Profession : reporter. Rédacteur de voile avec Denis van den Brink
On respire l'air du large dans "Profession : reporter" avec Éric Valmir aux Sables d'Olonne, pour l'arrivée de ce jeudi 28 janvier, des skippers de la 9e édition du Vendée Globe. Plein feux sur une profession méconnue, celle de rédacteur dans les courses de voile.
Pour le journaliste sportif, spécialiste de voile, la valeur du terrain inhérente au reportage est impossible quand il s’agit de traiter une compétition comme le Vendée Globe, un tour du monde à la voile en solitaire, où par définition, personne n’est à bord pour retranscrire ce qui s’y joue.
La confiance : le maître-mot
Dès qu’il s’agit d’information, on parle de défiance, de confiance, et cette confiance, elle est vitale dans le rapport entre le rédacteur d’un navigateur et le reporter voile qui ne dispose pas d’autres sources. Denis van den Brink, ancien attaché de presse, a embrassé cette carrière de rédacteur qu’il estime proche du journalisme il y a 15 ans, d’abord auprès de Francis Joyon, aujourd’hui avec Thomas Ruyant.
La chance que j’ai, est que ces skippers sont transparents. Quand ça va bien, évidemment ils le disent, mais quand ça ne va pas, ils le disent aussi.
Denis van den Brink, rédacteur de voile auprès de Thomas Ruyant
Car, sans pour autant énoncer une culture du secret, les skippers sont plutôt avares de détails lorsqu’il s’agit d’énoncer les soucis techniques de l’Imoca. On l’a encore vu dans la nuit de jeudi et vendredi, les 28 et 29 janvier, quand Jean Le Cam, tout étourdi, a révélé les souffrances de YesWeCam endurées depuis les îles Kerguelen.
Pourquoi cette opacité ? Dans le cas de Jean Le Cam, on peut parler de pudeur, mais plus généralement, cette course se jouant aussi au mental, la carte du bluff s’abat aussi en omettant de révéler les failles, les fissures, la fatigue de l’homme et du bateau. Ne surtout pas se livrer vulnérable aux yeux des skippers concurrents.
La profession "Rédacteur" évolue évidemment avec les nouvelles techniques et la nouvelle génération de marins. Finis ou presque les vieux loups de mer renfrognés qui ne s’exprimaient que très peu. Aujourd’hui, les skippers savent communiquer avec les outils qui sont mis à leur disposition.

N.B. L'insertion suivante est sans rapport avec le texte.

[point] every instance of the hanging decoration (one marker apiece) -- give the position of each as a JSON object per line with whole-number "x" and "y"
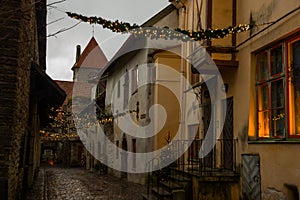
{"x": 165, "y": 33}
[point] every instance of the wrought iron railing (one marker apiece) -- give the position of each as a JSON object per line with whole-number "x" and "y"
{"x": 220, "y": 161}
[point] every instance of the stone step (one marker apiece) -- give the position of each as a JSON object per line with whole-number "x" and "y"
{"x": 171, "y": 185}
{"x": 149, "y": 197}
{"x": 179, "y": 178}
{"x": 161, "y": 193}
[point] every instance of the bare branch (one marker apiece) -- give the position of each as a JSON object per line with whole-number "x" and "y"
{"x": 56, "y": 2}
{"x": 55, "y": 21}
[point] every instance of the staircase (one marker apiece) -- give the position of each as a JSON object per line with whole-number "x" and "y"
{"x": 174, "y": 186}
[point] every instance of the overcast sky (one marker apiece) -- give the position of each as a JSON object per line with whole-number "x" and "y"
{"x": 61, "y": 49}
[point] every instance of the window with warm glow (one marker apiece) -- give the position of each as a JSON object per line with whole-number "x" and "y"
{"x": 278, "y": 90}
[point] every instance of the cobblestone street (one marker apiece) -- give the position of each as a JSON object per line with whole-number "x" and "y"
{"x": 75, "y": 183}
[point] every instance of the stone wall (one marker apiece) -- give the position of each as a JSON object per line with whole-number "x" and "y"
{"x": 18, "y": 49}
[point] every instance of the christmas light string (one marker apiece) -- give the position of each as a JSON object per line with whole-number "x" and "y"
{"x": 166, "y": 33}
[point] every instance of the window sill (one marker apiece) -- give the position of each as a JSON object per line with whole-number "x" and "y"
{"x": 275, "y": 141}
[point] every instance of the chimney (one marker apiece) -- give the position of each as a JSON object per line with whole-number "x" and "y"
{"x": 78, "y": 52}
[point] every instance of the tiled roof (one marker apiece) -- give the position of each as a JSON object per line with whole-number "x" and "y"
{"x": 67, "y": 86}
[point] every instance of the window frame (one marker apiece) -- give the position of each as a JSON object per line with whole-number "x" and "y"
{"x": 267, "y": 80}
{"x": 289, "y": 132}
{"x": 288, "y": 54}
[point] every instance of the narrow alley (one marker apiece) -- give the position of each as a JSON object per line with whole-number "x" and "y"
{"x": 59, "y": 183}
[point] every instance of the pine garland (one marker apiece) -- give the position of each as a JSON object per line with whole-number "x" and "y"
{"x": 165, "y": 33}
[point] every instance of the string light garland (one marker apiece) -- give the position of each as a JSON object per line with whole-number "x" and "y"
{"x": 165, "y": 33}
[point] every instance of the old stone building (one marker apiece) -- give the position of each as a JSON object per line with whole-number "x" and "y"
{"x": 27, "y": 93}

De multiples outils pour communiquer et filmer
Le boom technologique est tel qu’avec un téléphone, toutes et tous peuvent tourner une vidéo, donner des nouvelles, publier une story. Bien sûr, les comptes des skippers sont gérés à terre par les bureaux de presse, mais la matière est envoyée par les navigateurs, c’est une donne nouvelle.
De l’image et du son brut que chaque média peut utiliser. L’info qui y est livrée est souvent sommaire, mais la presse généraliste s’en satisfait. Et pour cause, on a vu Charlie Dalin ou Thomas Ruyant monter au mât, tout en se filmant, tout en commentant, tout en tournant les images à 360 degrés. Inouï. Les vidéos et les voix du grand large nourrissent les fantasmes. Surtout en période de pandémie, où chacun cherche une bulle d’air pour s’évader. Il y a de l’émerveillement et de l’admiration devant l’univers méconnu des tourdumondistes.
Mais Denis van den Brink veut aller au-delà. La force d’une séquence filmée est une chose, mais le fait doit l’emporter sur l’émotion. Son travail de rédacteur, à la manière d’un journaliste, est d’analyser le fait, et de retranscrire la situation qui s’approche le plus de la réalité.
Vidéo de bord par Thomas Ruyant le 17 décembre 2020 après une grosse avarie sur son bateau.
Transmettre dimension humaine et dialogues avec l'océan
L’image, aussi puissante soit-elle, peut être trompeuse, et le rédacteur doit la contextualiser. Autre préoccupation majeure, le vocabulaire. Si les non-initiés comprennent quatre mots dans la phrase, c’est beau. Les skippers parlent face caméra dans leur jargon technique, le rédacteur se voit alors confier un travail de pédagogie sémantique.
Et puis, pour les rédacteurs, se pose aussi la question d’une exigence éditoriale. Inciter les journalistes à ne pas se focaliser sur classements, écarts et stratégies, sur les problèmes de voile ou de safran. Et donner des éléments nécessaires à une narration qui va au-delà de la course : le dépassement de soi, la dimension humaine, des histoires en lien avec l’océan. Le rédacteur ne vend pas du rêve, il est très terre-à-terre dans sa volonté de décrire la vérité du grand large et les conditions de navigation.